Una copia di quel numero di Archeo mi è capitata per le mani quasi per caso, qualche giorno fa. Il vostro commento è anche troppo soft! A mio avviso quelle pagine sono da conservare quale esempio raccapricciante di storiografia romanofila di puro stampo fascista, come di stampo fascista è tutta l’impostazione della ricerca. Anche il Giulio Cesare in copertina la dice lunga si cosa si andrà a sfogliare all’interno. Ma quale ricostruzione storiografica? Imprecisioni, forzature e il solito mantra antileghista. Il tutto su una rivista che dice di occuparsi di Archeologia. La paura gioca brutti scherzi nella redazione della rivista, che è a Roma. Sì perchè mi sa tanto che come l’impero romano è finito, anche la sua riedizione in salsa savoiarda sta finendo. Saluti.
Io sono di Roma ma di origini marchigiane (di quella Ascoli da cui partì la Guerra Sociale), inoltre sono laureato in storia ma di sinistra, quindi non simpatizzante per i furori unitari della destra (ma gli ex AN non erano alleati della Lega!?).

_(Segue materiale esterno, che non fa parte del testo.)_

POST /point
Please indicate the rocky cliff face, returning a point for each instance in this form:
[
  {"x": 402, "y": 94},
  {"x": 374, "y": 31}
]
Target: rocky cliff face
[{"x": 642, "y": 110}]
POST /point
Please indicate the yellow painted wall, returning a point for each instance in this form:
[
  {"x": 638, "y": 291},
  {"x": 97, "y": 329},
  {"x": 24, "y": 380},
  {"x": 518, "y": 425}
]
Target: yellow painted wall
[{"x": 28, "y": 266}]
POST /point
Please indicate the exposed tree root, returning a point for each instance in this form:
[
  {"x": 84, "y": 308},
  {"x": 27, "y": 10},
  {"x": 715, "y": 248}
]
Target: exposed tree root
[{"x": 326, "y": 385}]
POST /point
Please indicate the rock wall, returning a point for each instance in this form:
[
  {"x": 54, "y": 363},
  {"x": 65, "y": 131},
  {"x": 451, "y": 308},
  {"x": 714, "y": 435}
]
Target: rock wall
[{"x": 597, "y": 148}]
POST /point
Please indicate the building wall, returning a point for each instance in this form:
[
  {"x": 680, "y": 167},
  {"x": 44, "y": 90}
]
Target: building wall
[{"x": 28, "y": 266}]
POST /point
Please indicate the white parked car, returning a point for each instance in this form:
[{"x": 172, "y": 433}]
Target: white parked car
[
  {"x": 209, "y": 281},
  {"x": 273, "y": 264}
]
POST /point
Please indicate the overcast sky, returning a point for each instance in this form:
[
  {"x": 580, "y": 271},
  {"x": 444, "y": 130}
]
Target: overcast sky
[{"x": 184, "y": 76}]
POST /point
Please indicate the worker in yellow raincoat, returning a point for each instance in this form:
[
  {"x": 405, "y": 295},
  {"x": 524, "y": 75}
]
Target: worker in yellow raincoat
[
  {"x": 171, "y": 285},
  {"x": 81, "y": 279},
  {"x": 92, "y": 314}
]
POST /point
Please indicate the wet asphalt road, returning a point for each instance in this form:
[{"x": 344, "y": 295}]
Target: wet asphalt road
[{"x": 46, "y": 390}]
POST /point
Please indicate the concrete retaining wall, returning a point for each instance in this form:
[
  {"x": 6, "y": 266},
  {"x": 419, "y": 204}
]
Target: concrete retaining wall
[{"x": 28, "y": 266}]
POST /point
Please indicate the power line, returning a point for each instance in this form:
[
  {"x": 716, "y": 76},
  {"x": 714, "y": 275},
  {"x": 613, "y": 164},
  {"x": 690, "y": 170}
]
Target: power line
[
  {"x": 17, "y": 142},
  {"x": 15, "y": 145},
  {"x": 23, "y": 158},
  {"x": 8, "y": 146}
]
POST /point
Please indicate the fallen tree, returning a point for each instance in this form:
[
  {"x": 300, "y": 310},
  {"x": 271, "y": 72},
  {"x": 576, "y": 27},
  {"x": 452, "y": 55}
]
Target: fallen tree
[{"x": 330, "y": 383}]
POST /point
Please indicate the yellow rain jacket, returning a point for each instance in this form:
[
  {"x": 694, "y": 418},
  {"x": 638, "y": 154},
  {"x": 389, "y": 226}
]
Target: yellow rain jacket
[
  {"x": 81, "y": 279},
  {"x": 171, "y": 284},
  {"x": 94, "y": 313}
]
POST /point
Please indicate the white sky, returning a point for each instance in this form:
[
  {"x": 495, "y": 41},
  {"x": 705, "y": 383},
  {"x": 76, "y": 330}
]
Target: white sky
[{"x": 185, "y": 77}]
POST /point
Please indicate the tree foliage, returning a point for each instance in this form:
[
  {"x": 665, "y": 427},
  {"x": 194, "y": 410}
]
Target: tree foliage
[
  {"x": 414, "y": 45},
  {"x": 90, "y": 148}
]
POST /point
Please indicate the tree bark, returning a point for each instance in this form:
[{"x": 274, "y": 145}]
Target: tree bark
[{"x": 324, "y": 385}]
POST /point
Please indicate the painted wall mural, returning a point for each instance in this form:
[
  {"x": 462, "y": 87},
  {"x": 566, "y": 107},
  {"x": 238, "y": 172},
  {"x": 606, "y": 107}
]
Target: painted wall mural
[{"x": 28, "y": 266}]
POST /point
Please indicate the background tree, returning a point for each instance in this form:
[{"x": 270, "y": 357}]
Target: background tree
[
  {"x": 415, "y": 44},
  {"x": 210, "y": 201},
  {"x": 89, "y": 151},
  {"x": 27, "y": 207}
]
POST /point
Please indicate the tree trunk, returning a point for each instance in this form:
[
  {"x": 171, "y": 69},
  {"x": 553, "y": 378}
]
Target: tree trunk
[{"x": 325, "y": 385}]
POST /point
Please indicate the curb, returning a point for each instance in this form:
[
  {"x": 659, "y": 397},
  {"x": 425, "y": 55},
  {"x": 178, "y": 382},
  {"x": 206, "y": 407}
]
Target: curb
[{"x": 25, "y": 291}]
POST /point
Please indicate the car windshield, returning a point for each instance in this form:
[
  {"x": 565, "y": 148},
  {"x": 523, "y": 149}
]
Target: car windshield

Posso portare una toccante testimonianza di come addirittura a migliaia di anni di distanza quelle guerre crudeli (non è che i Galli con Brenno ed Annibale in Italia centrale facessero i turisti) siano ancora sentite in alcuni ambiti locali.
Una decina di anni fa mi capitò di lavorare con una persona di Aulla, in provincia di Massa, che mi disse neanche fosse colpa mia che abitavo a Roma come i Romani nel secondo secolo a. C. avessero deportato migliaia di Liguri Apuani nell’Italia meridionale spopolata dalla guerra annibalica.
E pensare che io conoscevo l’argomento solo perchè specificamente laureato!
Comunque non svilirei il ruolo della colonizzazione romana nella valle padana, dopo il massacro dei Senoni e la cacciata dei Boi (che se ne andarono talmente in tanti che la Boemia da loro ancora si chiama così) praticamente tutta la attuale Emilia Romagna venne assegnata a coloni romani, latini ed anche italici; inoltre erano anora presenti città di matrice etrusca come Modena, Mantova e Ravenna, senza contare che Veneti e Latini dal punto di vista della lingua erano parenti stretti, molto più di Latini e Sanniti.
Inoltre anche tra i Galli transpadani, quando Cesare governatore della Cisalpina dovette arruolare legionari per sottomettere la Gallia transalpina, non ebbe nessun problema.
Anzi, una legione, la Alaudae, la arruolò persino in Provenza.